OnSafari: So Old it’s New

OnSafari: So Old it’s New

flying into sossusvleiMost of the time I fly on safari from place to place. Today we flew backwards, nearly 138 million years.

The Namib-Naukluft is the oldest desert in the world and it has changed little over that enormous span of time. Modern man’s interest, though, has resuscitated long dormant forms of life that quite naturally had ceased to exist here when the rain stopped falling. Now, some are back. And, the rain’s started falling, again. It’s all kind of creepy.

But it’s all also awesome. Half of Namibia is a desert. That’s an area the size of Germany. Most of the rest is Mojave like desert with a small bit, the Caprivi Strip, lush and green.
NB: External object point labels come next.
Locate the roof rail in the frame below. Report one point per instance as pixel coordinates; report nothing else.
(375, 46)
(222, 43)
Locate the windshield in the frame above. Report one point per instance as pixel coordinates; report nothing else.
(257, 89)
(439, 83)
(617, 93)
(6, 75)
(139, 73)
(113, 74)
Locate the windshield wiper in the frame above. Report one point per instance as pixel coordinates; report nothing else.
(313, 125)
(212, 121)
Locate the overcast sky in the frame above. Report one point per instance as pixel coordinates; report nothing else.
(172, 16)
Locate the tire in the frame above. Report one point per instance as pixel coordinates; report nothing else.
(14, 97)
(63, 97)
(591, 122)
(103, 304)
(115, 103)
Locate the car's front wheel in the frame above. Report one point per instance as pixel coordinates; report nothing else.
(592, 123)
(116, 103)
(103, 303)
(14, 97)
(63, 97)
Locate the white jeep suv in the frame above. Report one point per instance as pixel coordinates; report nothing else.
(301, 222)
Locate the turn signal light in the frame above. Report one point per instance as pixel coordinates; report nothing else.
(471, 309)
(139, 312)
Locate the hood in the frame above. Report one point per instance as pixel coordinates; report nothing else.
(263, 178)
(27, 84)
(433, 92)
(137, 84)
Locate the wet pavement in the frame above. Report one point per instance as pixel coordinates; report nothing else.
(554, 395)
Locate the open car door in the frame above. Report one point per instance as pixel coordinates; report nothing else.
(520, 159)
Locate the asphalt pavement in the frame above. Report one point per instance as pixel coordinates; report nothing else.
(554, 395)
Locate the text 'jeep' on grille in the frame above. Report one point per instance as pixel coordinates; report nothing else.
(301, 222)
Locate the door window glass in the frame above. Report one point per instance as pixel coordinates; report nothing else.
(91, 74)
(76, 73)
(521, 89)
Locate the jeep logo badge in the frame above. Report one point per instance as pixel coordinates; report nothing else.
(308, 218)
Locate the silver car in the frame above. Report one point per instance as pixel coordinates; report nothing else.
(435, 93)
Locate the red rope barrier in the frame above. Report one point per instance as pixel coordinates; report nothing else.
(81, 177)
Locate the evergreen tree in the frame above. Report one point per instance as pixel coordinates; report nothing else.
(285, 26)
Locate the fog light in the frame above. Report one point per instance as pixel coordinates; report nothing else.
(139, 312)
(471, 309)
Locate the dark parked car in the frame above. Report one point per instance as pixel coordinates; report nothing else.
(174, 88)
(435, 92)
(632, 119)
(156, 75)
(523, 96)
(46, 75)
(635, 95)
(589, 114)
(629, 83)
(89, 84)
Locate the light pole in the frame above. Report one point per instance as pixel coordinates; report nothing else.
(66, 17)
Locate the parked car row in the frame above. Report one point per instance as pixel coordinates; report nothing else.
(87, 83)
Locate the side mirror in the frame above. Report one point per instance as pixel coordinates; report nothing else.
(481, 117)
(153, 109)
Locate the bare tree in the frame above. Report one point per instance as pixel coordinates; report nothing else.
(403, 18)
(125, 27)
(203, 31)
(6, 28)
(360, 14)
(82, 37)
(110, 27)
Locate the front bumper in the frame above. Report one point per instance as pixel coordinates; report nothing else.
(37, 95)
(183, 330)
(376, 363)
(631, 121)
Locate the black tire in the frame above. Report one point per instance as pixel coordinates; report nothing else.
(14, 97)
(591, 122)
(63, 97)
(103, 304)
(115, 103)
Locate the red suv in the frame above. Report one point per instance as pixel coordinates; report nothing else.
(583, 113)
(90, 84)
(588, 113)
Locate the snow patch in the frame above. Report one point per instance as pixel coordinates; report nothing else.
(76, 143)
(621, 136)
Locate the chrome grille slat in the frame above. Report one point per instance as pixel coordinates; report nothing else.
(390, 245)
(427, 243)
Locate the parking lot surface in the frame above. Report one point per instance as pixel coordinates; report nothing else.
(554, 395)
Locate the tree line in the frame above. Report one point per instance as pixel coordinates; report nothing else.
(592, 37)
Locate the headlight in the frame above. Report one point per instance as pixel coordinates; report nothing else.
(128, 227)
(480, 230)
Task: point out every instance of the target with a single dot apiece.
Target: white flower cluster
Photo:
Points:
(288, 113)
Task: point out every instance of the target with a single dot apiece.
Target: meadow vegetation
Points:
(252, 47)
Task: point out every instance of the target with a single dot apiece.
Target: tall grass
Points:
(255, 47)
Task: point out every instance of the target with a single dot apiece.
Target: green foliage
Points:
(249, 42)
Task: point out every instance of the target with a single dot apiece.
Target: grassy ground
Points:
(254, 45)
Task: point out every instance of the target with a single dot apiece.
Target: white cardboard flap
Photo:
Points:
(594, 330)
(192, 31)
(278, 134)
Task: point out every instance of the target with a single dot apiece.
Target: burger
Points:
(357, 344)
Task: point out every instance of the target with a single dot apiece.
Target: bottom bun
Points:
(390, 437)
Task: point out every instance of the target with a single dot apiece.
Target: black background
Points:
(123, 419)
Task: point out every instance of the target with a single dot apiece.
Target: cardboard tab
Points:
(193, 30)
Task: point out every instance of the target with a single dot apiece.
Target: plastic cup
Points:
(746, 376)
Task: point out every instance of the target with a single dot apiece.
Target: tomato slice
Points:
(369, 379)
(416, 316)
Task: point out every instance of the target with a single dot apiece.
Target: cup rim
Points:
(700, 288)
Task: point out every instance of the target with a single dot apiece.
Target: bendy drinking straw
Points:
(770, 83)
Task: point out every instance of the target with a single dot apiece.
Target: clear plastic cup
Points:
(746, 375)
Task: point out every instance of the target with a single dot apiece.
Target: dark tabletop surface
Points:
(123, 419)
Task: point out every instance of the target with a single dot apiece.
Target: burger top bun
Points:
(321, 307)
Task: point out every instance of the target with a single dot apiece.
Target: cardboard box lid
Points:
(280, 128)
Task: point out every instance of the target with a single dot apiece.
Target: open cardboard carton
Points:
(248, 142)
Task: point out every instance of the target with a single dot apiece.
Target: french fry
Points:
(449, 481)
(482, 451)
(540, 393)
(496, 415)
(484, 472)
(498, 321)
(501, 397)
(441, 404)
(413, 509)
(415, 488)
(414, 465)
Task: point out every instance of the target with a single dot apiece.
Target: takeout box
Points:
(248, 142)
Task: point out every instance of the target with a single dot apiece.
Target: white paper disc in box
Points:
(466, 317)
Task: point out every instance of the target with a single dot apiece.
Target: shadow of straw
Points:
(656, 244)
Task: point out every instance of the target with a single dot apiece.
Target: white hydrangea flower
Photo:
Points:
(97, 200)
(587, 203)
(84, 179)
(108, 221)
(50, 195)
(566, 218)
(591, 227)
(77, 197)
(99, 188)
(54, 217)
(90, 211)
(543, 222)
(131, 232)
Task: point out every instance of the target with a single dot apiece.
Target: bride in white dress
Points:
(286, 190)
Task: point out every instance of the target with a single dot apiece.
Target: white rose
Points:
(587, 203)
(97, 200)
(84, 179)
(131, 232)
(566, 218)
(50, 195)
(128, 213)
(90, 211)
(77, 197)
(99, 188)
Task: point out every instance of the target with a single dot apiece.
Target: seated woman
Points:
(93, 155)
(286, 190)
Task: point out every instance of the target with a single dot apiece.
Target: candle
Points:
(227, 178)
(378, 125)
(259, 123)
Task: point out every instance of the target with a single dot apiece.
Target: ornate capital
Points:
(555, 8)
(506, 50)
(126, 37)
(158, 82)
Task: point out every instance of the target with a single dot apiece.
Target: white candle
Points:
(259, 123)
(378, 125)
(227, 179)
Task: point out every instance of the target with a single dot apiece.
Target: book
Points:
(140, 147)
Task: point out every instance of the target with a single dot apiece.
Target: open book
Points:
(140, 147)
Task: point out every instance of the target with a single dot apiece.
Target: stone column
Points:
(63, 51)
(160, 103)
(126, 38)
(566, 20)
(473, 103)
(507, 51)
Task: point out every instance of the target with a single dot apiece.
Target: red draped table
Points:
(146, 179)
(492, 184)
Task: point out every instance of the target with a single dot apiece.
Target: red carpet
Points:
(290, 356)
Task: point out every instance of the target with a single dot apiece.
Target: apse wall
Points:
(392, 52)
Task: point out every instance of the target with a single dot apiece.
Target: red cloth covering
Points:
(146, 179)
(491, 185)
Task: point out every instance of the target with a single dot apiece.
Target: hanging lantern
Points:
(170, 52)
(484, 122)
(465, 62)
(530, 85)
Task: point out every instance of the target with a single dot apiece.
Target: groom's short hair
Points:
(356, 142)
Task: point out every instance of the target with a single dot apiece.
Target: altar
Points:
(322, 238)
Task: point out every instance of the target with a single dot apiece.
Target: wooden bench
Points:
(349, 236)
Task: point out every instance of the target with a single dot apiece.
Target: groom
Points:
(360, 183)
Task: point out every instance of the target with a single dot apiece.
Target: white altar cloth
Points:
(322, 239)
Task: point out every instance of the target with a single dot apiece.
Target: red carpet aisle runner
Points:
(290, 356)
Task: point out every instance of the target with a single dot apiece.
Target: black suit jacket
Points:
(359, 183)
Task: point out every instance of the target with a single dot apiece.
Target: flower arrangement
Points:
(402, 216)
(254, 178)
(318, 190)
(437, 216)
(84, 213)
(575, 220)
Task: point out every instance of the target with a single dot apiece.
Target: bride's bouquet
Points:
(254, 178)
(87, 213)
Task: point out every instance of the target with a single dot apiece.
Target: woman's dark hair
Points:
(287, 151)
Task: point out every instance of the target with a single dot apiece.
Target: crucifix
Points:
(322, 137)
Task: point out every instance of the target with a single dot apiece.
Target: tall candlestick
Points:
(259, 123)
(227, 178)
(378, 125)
We’re in the desert of the desert, Sossusvlei, just to the east of the gigantic desert park. It’s true that our fascination with this area which I think looks like Mars has led to more careful understandings that deserts are living theaters, too. Reptiles, microinsects and the most amazing plants do survive these extreme conditions.

But relatively speaking, deserts are lifeless places and the Namib is the desert’s desert.

After our 45 minute flight from Windhoek Steve looked back at me beaming and said, “That was worth the entire cost of the trip.”

One of the beauties of the Namib is the unique very old geology that traces its heritage back to the old single earth continent of Godwana 850 million years ago. That’s when the Naukluft area of the Namib-Naukluft first formed, a metamorphic mountain range that kept moving westwards towards the Atlantic.

The wind over all that time, combined with the extreme dryness and heat of the area, produced the Namib, or Sand Sea. There’s actually two sand seas. The most recent is only 4 million years ago, and it covers the 20+-million year old original. Tomorrow we go to the highest sand dune on earth.

Flying in is hard to describe. The Sand Sea is red. The Naukluft looks like rugged new mountains on Mars, but they aren’t new at all. They just don’t erode away in this super arid landscape.

When I first came here 40 years ago, tourist development was only just beginning. Correctly, the park authorities allow no tampering with the environment within the actual 20,000 sq. mile park. But outside, where the camps and lodges have now been built, tampering began a long time ago.

It had to. These places need water. As with most deserts, there are plenty of aquifers. That’s obvious anyway from the remarkable trees that survive on the edge of the sand seas, with roots that sometimes dive a 100′ into the ground.

Then these places decided to create boreholes, or small water holes, outside their lodges to provide some entertainment for the guests.

We’re staying in the 40,000-acre private Wilderness reserve adjacent the park. Wilderness Safaris maintains 4 boreholes, and the result is that just below the deck we watch oryx, springbok, ostrich and a variety of birds coming to water.

So the animals “are coming back.” They’ve always been here, of course, just not as many of them. The really creepy thing is that while it rarely rained on the Namib, it now does so with notable frequency, several times or more a year.

The last two nights experienced some rain. As the manager here explained to us, “Rain to us is measured in drops.” So it didn’t last long, but the temporary explosion on the desert of green vegetation was striking. Like seeds that have slept for eons, life seems always ready to grow.

And this is not at all the right season for the infrequent rains. Normally, that comes several months earlier.

So did Mother Earth respond to man’s resuscitation of the Namib’s wildlife? Of course not, but it’s the kind of fanciful idea you create in these weird places. Mother Earth has to drop the moisture from Glacier Bay’s glaciers somewhere! It’s getting wetter and wetter in Africa, even in the oldest desert in the world!